Жил он недалеко от кладбища. Вдоль дороги в остывшей золе копались куры, где-то тягуче скрипел колодезный журавель.
В сенцах у Погорелова было прохладно. Пахло сушеными яблоками и лошадиным потом от хомутов и уздечек, развешанных по стенам. В углу — бочка с квасом. Выпили по ковшику, потом пошли к Ивану в горницу. Здесь он дал Михаилу несколько свежих газет и журналов:
— В дороге почитаешь.
Потом Погорелов вышел и принес два куска нежно-розового сала, завернул их в порыжевший капустный лист и протянул Михаилу:
— Возьми.
— Да не надо, мне маманя харчей в дорогу собрала!

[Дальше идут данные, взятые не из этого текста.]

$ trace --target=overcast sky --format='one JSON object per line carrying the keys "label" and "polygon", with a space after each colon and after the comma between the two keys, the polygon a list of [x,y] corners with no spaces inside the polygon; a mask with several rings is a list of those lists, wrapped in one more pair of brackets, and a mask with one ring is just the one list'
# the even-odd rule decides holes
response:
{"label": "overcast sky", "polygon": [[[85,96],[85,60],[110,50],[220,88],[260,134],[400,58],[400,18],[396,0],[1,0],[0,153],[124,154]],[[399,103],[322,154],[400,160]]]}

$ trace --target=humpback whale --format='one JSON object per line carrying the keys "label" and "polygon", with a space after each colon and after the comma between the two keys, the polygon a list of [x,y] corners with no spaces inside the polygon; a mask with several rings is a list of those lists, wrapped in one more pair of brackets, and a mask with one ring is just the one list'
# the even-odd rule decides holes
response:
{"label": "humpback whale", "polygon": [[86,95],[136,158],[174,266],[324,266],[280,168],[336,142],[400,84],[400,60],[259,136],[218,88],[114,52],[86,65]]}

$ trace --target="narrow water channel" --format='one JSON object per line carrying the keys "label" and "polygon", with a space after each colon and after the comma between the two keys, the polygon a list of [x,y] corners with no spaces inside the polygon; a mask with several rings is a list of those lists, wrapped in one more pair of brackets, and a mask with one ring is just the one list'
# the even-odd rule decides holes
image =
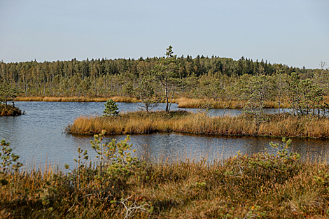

— Дорога у тебя длинная, да еще в Москве что-то жрать надо. Бери! Я себе еще награблю. Знаешь, какая про чекистов слава идет?
— То-то я смотрю, у меня после ареста старые исподники исчезли. Небось сам товарищ Резник носит.
— Смейся-смейся! Между прочим, Резник — неподкупный. Приедет куда-нибудь с проверкой, ему, известное дело, с дороги перекусить предлагают или там чаю, а он, хоть весь день не жравши, ни за что не притронется!
— Требует.
— Кубыть, и требует. А кубыть, и высокая сознательность в нем говорит, которой в тебе, например, нет и никогда не будет. Кстати, о сознательности. Есть у меня реквизированный самогон. Хлопнешь стремянную?
— Давай.
Иван достал из буфета стопки, полбуханки хлеба, пару холодных картофелин и луковицу, потом, кряхтя, присел на одной ноге у кровати, вытянув вперед больную, и вытащил из-под кровати початую бутыль, заткнутую газетной пробкой.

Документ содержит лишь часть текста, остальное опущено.